Est-ce par hasard que le mot « hasart » se termine dans cet ouvrage par un « t » à maintes reprises détectées. Cette terminaison – non hasardeuse, donc - se retrouve dans l’opuscule suivant-ou-antécédent-ou-simultané intitulé Glissements (du même cru 2017). Est-ce pour vérifier l’attention de la lectrice, tout en proposant une autre improvisation que celle de Pennac (lequel inverse une page de manuscrit pour jauger l’attention de son éditrice) ? Est-ce pour réinventer le « hasart » en le jouant aux dés alphabétiques ???? Ce second ouvrage – Glissements - d’un adepte du ski/surf/trottinette sur langage joue également sur la forme. Il lui attribue une élasticité nouvelle, démontrant que lettres et esprit sont également « malléables ». Des exemples ? Jaffeux emprunte une lettre dans un mot (le « o » de débonnaire), la met en majuscule en plein milieu de ce mot (débOnnaire), puis reprend cette même majuscule ventrue au début du mot suivant plutôt biscornu (ici Orkul, ailleurs Dziban, ou ailleurs de l’ailleurs Phecda).
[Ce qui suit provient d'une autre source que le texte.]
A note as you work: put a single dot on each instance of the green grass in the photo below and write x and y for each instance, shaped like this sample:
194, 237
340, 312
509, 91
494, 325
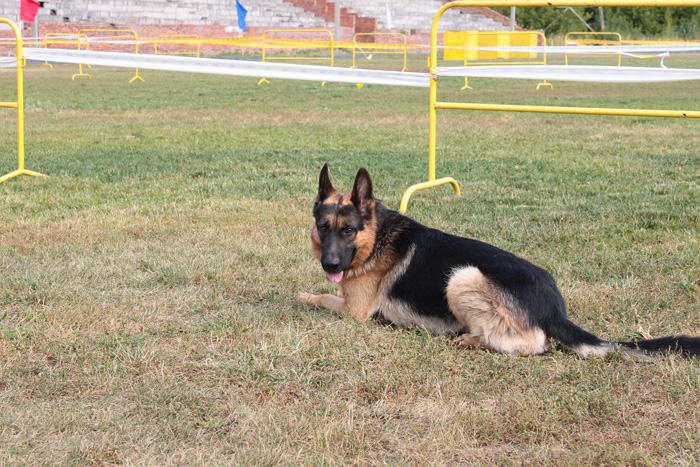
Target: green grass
147, 311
Philippe Jaffeux, Glissements, éditions Lanskine, 2017, 12€.
Une seule règle suffit-elle à dévider tout le recueil de Jaffeux ? Poser la question est déjà y répondre : non. Pour éviter l’endormissement (dont le nôtre), le concepteur introduit des variantes. La majuscule répétée se sépare et s’éloigne de la première majuscule pour s’accrocher au bout d’un mot en minuscule, lequel pourrait être en fin de phrase mais qui ne l’est pas puisqu’il n’y a pas de ponctuation, donc pas de phrase ni de fin de phrase. Elémentaire, mon cher Jaffeux ! [ndlr : Si ça continue, je vais glisser une majuscule dans son nom de famille : JaFfeux.] L’auto-consigne est-elle définitive ? Non. Page suivante, le mot se coupe en deux, séparé par un espace. Même le mot « écart » subit la métamorphose jaffeuxienne et devient « éc art » ; même l’apostrophe typo ouvre un fossé entre elle et le mot qu’elle apostrophe (« d’ un sens ») ; même la séparation typographique entre deux mots patine pour s’agrandir : « Le silence ».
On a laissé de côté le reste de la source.